[Colchester] Net Neutrality - It's the end of the world as we know it

Wayland Sothcott wayland at sothcott.co.uk
Sat Jun 14 15:53:25 BST 2008


Sam Tuke wrote:
> Regarding ISP modem/router problems and linux: recently I set up a few people's new talk talk adsl connection for them with PCLinuxOS. I had some problems because one of them was using a wireless router without a modem to transmit the data from the talk talk modem, and problems were incurred. However, it seems that theses days what talk talk is doing is sending out the modems without the access passwords or mac address or any other info about them for that matter so that you can't access any config whatsoever on the modem (which has an html based interface). There's just stickers all over it saying that you shouldn't try and configure the router at all and if you have questions phone them (where they can choose whether or not to give you the access codes to the modem you have just bought from them). Bear in mind talk talks reputation as offering some of the worst tech support, involving logic trees which end in a handful of irrelevant answers (most often, "please hold").
>
> To me this is like buying a car and paying monthly road tax and insurance, only to be told by the dealer that your not allowed the keys except under very special circumstances. I sent them a raving email about false advertising, misinformation and their war on consumer interests. No reply so far. I really hat having to support appalling products like this when friends and relatives have moronically dozed into a year long contract.
>
> Virgin and Talk talk: steer well clear of these!
> ----------------------------------------
>   
Good advice to steer clear of Virgin and Talk Talk. However in some 
areas Virgin have LLU or Cable so might be a better choice that going 
through wires provided by BT. I am suprized that being in the position 
to recomend Linux you were not able to get them onto a decent ISP. 
Tiscali are not known for being much good but a customer of mine was 
happy with them at £17 per month but were persuaded to switch to Talk 
Talk because the Internet would be free. Since their phone was with Talk 
Talk they did not need the MAC number that Tiscali sent. They switched 
to Talk Talk and found that GotoMyPC nolonger worked, which was one of 
the main things she needed, also the speed was crap. Tiscali of course 
were still sending her bills since they thought she was still with them 
having not activated the MAC number. Nightmare. She solved it by moving 
house, seriously.

I can understand sending out a pre-configured router but they should 
give you the login just in case you need it. People who don't know what 
they are doing would never manage to get the web interface up anyway, 
but people who do get in will be OK, except for the odd meddler, you 
always get them. However I suppose if you chose Talk Talk you must be a 
bit of a numpty and probably not even know you don't have the password. 
I have a perfectly good BT Voyager which I can get into, but it only 
accepts BT account names. This is a waste of the Earths resources and 
global warming etc. Free to anyone who wants it.

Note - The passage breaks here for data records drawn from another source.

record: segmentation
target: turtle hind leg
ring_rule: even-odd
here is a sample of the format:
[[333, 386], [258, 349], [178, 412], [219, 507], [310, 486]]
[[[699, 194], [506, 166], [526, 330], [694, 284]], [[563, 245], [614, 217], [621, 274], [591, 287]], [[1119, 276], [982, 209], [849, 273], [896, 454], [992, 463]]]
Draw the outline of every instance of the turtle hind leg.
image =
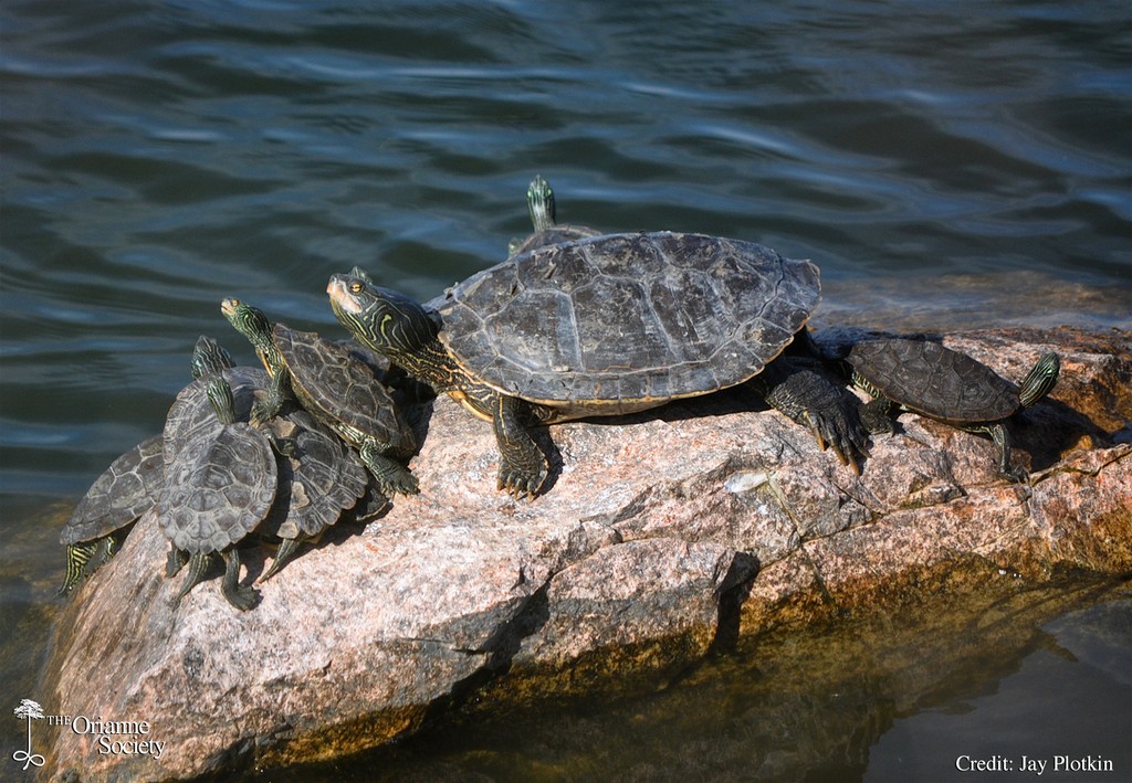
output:
[[101, 547], [102, 544], [98, 541], [92, 541], [86, 544], [69, 544], [67, 547], [67, 576], [63, 577], [63, 583], [59, 585], [55, 595], [65, 595], [75, 588], [75, 585], [83, 578], [86, 563], [91, 561], [91, 558], [97, 553]]
[[372, 438], [367, 438], [358, 450], [361, 462], [374, 475], [383, 494], [417, 494], [420, 483], [408, 467], [381, 454], [381, 448]]
[[300, 543], [299, 539], [283, 539], [280, 542], [278, 549], [275, 550], [275, 559], [272, 560], [272, 567], [264, 571], [263, 576], [256, 579], [256, 582], [267, 582], [269, 578], [275, 576], [275, 574], [283, 568], [283, 563], [294, 557], [294, 553], [299, 551]]
[[892, 418], [892, 402], [877, 397], [858, 408], [860, 423], [873, 434], [892, 434], [897, 431], [897, 422]]
[[259, 591], [254, 587], [240, 586], [240, 554], [235, 549], [225, 549], [220, 553], [224, 558], [224, 580], [221, 583], [221, 592], [228, 602], [246, 612], [254, 609], [259, 603]]
[[843, 465], [860, 473], [859, 459], [868, 456], [868, 430], [859, 403], [813, 370], [799, 370], [779, 359], [751, 381], [769, 405], [814, 433]]
[[[181, 603], [181, 599], [189, 594], [189, 591], [197, 586], [205, 578], [205, 571], [208, 570], [208, 563], [212, 560], [211, 552], [196, 552], [189, 557], [189, 568], [185, 574], [185, 583], [181, 585], [181, 591], [173, 599], [173, 605], [177, 606]], [[166, 562], [166, 568], [168, 568]]]
[[168, 578], [173, 578], [181, 573], [185, 568], [185, 563], [189, 561], [189, 553], [183, 549], [178, 549], [177, 547], [169, 545], [169, 554], [165, 556], [165, 576]]
[[529, 404], [522, 399], [496, 395], [491, 419], [500, 457], [496, 487], [516, 498], [537, 496], [550, 473], [547, 458], [523, 421], [528, 412]]

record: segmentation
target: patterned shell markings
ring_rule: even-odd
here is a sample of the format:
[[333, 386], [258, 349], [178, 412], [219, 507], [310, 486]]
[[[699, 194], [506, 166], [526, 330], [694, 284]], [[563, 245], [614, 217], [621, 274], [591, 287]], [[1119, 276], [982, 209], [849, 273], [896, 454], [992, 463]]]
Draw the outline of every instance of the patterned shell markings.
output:
[[[246, 419], [266, 373], [258, 368], [224, 370], [237, 416]], [[275, 454], [266, 436], [242, 421], [222, 424], [204, 393], [185, 387], [165, 423], [165, 487], [158, 520], [174, 547], [189, 553], [217, 552], [258, 525], [275, 499]]]

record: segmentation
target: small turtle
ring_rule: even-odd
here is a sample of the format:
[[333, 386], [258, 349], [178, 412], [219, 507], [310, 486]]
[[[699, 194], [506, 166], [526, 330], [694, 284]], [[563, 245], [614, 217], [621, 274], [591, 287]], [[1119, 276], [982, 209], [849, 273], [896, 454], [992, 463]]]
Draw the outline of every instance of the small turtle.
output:
[[58, 595], [113, 557], [130, 526], [156, 505], [162, 465], [162, 439], [156, 436], [114, 459], [95, 480], [59, 534], [67, 548], [67, 577]]
[[[233, 389], [229, 379], [239, 380], [239, 387]], [[250, 408], [255, 388], [248, 368], [212, 372], [182, 389], [170, 408], [157, 519], [174, 551], [189, 557], [177, 601], [200, 582], [215, 553], [224, 560], [221, 590], [229, 603], [248, 610], [258, 601], [255, 590], [239, 584], [235, 544], [271, 511], [278, 472], [271, 439], [238, 421], [238, 410]], [[172, 558], [170, 563], [175, 571]]]
[[[232, 365], [232, 356], [216, 341], [197, 341], [194, 378]], [[164, 484], [163, 450], [162, 436], [142, 441], [111, 463], [75, 507], [59, 536], [67, 547], [67, 577], [58, 594], [74, 588], [84, 570], [93, 571], [113, 557], [129, 526], [157, 504]]]
[[349, 347], [312, 332], [272, 326], [263, 311], [246, 302], [225, 299], [221, 310], [256, 347], [272, 377], [267, 398], [252, 410], [254, 419], [276, 415], [290, 389], [305, 408], [358, 449], [383, 493], [418, 491], [417, 479], [396, 462], [417, 450], [417, 440], [368, 364]]
[[[702, 234], [607, 234], [512, 256], [422, 306], [333, 275], [338, 321], [410, 376], [492, 422], [498, 485], [533, 497], [548, 463], [528, 427], [618, 415], [757, 376], [817, 304], [818, 272]], [[770, 404], [843, 462], [867, 432], [816, 373], [780, 369]], [[773, 394], [786, 384], [781, 394]]]
[[197, 337], [197, 344], [192, 347], [192, 378], [200, 380], [211, 372], [218, 372], [235, 367], [230, 354], [223, 345], [207, 335]]
[[546, 244], [559, 244], [601, 234], [600, 231], [585, 225], [558, 225], [555, 222], [555, 191], [539, 174], [534, 175], [526, 189], [526, 209], [531, 215], [534, 233], [526, 239], [513, 239], [507, 246], [508, 256], [516, 256]]
[[852, 346], [846, 361], [854, 385], [873, 401], [861, 408], [873, 432], [892, 431], [893, 407], [911, 411], [970, 432], [986, 432], [998, 449], [998, 470], [1026, 481], [1024, 467], [1012, 467], [1005, 420], [1034, 405], [1057, 384], [1061, 359], [1047, 353], [1021, 387], [986, 364], [937, 343], [918, 339], [869, 339]]
[[358, 455], [307, 411], [290, 411], [265, 427], [291, 444], [292, 454], [280, 461], [280, 494], [285, 496], [280, 516], [284, 511], [286, 516], [273, 532], [281, 543], [259, 582], [274, 576], [299, 544], [317, 539], [345, 509], [357, 506], [369, 485]]

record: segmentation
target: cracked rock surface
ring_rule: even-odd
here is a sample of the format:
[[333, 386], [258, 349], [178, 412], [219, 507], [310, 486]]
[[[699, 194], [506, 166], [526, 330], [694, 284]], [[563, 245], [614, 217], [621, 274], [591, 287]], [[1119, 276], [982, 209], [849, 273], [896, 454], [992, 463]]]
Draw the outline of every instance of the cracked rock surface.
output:
[[[61, 612], [44, 678], [49, 712], [147, 721], [161, 757], [57, 731], [48, 768], [168, 780], [348, 754], [489, 682], [557, 671], [546, 692], [584, 688], [568, 673], [599, 657], [659, 677], [720, 638], [883, 604], [952, 563], [1030, 580], [1132, 571], [1132, 335], [943, 342], [1014, 381], [1062, 353], [1053, 397], [1013, 427], [1029, 485], [998, 475], [986, 437], [912, 414], [856, 475], [736, 390], [555, 425], [552, 485], [514, 501], [495, 489], [491, 428], [445, 397], [411, 463], [421, 494], [301, 550], [252, 611], [218, 577], [174, 609], [180, 578], [164, 577], [147, 516]], [[245, 582], [263, 571], [264, 553], [243, 560]]]

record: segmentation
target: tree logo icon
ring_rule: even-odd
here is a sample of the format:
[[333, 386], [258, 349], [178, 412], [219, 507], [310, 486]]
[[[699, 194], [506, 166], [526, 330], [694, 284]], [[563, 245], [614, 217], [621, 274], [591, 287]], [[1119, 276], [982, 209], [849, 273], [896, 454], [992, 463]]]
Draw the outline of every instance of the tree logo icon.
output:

When you think about it, it's amazing that we can just buy any router 
and stick the settings in and use it on any ISP. There are ISPs who try 
to use the packet Time To Live (TTL) number so the packets die after one 
hop, meaining that they get killed by the router. Some routers even have 
a little trick to add one to the TTL just so it still works, very 
sneeky. Sounds like something from Blade Runner.

When I were a lad, there were a generation of machines running CP/M. In 
1979 this was all the rage, right up to about 1987 I think. This ran on 
the Z80. There were loads of CP/M Z80 machines and they could run the 
same programs if you had them on the right floppy disk. Each machine had 
an arbitarily different sector size and track spacing. Obviously this 
could be got round but it was enough to kill the casual pirating of 
software and sharing of data. Thankfully I think we are smart enough to 
get round such problems these days, but it's almost always bad for the 
user and the computer business as a whole if these restrictions are in 
place. It makes pirating of software a job for the professional pirate 
thereby creating a pirate industry that would otherwise not exist if 
people could steal stuff themselves.